Long story short is that the original planting, which has since grown to a clump of plants, now blooms reliably each August, and does so without my having to ever dig the corms up for winter. Good so far, except that the plant evidently also now ripens seeds, and these seeds find their way elsewhere on the property. That would not be so bad except that in this rich soil one little seedling soon multiplies into a clump of vigorous plants that can threaten the existence of other plants.
Crocosmia
My tack in reining in crocosmia is lopping off all spent flower heads wherever I spot them with a hedge shears, and digging out seedlings where they are not wanted.

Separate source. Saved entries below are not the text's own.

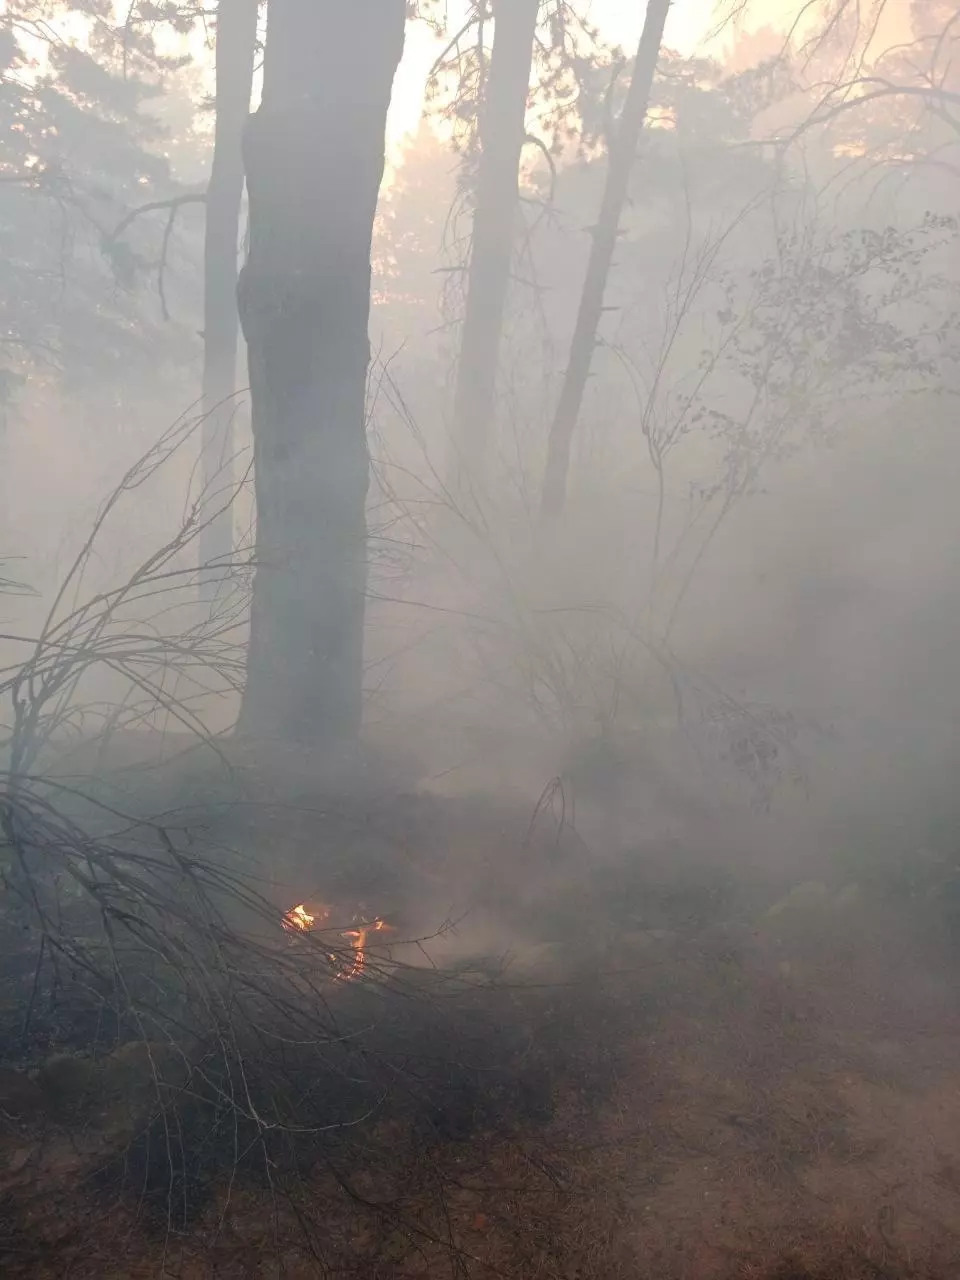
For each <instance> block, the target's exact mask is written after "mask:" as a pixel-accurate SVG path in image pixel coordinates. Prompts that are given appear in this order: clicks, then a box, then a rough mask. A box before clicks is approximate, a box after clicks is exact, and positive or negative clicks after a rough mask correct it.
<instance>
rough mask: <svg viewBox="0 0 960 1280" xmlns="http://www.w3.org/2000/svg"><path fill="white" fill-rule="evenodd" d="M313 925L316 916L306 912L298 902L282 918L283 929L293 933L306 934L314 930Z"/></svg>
mask: <svg viewBox="0 0 960 1280" xmlns="http://www.w3.org/2000/svg"><path fill="white" fill-rule="evenodd" d="M315 923H316V915H312V914H311V913H310V911H307V909H306V906H305V905H303V904H302V902H298V904H297V906H292V908H291V909H289V911H287V914H285V915H284V918H283V927H284V929H291V932H293V933H297V932H300V933H308V932H310V931H311V929H312V928H314V924H315Z"/></svg>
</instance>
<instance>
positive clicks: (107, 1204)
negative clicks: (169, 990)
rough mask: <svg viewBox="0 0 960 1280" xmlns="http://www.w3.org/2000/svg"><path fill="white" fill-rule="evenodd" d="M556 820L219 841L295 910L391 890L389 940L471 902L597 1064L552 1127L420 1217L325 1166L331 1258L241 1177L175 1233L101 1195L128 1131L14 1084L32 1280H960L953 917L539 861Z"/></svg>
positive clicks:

This summer I even noticed a crocosmia seedling in the meadow. Hmmm. I recently saw, in a video documentary about color in the natural world (Life in Color with David Attenborough, highly recommended), a field of crocosmia in its native habitat, the flowers hovering over the field like a red mist. Do I want that in my meadow? Should I transplant some corms there? Would my rich soil and the apparent footloose habit of crocosmia create a future nightmare? If so, could I awaken from that nightmare with one whole season of mowing that portion of the field? Grasses are pretty much the only plants that tolerate repeated mowing.

Permaculture Ideals

All this is part of the reason I wince when I’m accused of practicing permaculture (although my agricultural perspective and much of what I do does happen to align with those of permies). Permaculture’s origins are in the poor soils and dry climate of Australia. Plant a tree there, give it water, nutrients, mulch, and you’re not inviting half the plant world in as too-close neighbors. But try this here on my farmden — or in any other place with hot summers and sufficient natural rainfall — and those “neighbors” will be at the door.

Even among cultivated plants grown cheek to jowl in the various “guilds,” growth eventually becomes so rampant that it’s a major job to keep growth among plants balanced so each plant gets what it needs in terms of light and air.

Most permaculture sites outside of climates such as Australia, our Southwest, and the Mediterranean, that I have seen mingle plants nicely on paper and look good when first planted. After a few years, though, they become a tangled mess of plants with low yields of poor-quality fruits and vegetables.

Permaculture seems to encompass a broad philosophy, broad enough so a well-known local permaculturalist once told me, contrary to my opinion, that I was practicing permaculture. I asked him, “Ok, then; what isn’t permaculture?” He replied, “Everything is permaculture! (Except commercial agriculture).”

All this is not to say that I don’t side with permaculturalists in certain key practices. Like them, I minimize soil disturbance. I also practice interplanting, such as the blackcurrants and pawpaws, favor pest resistant species, such as hardy kiwifruit and gooseberries, and let my ducks have almost free rein here. I also have my requisite shiitake logs, fire wood pile, and solar cells.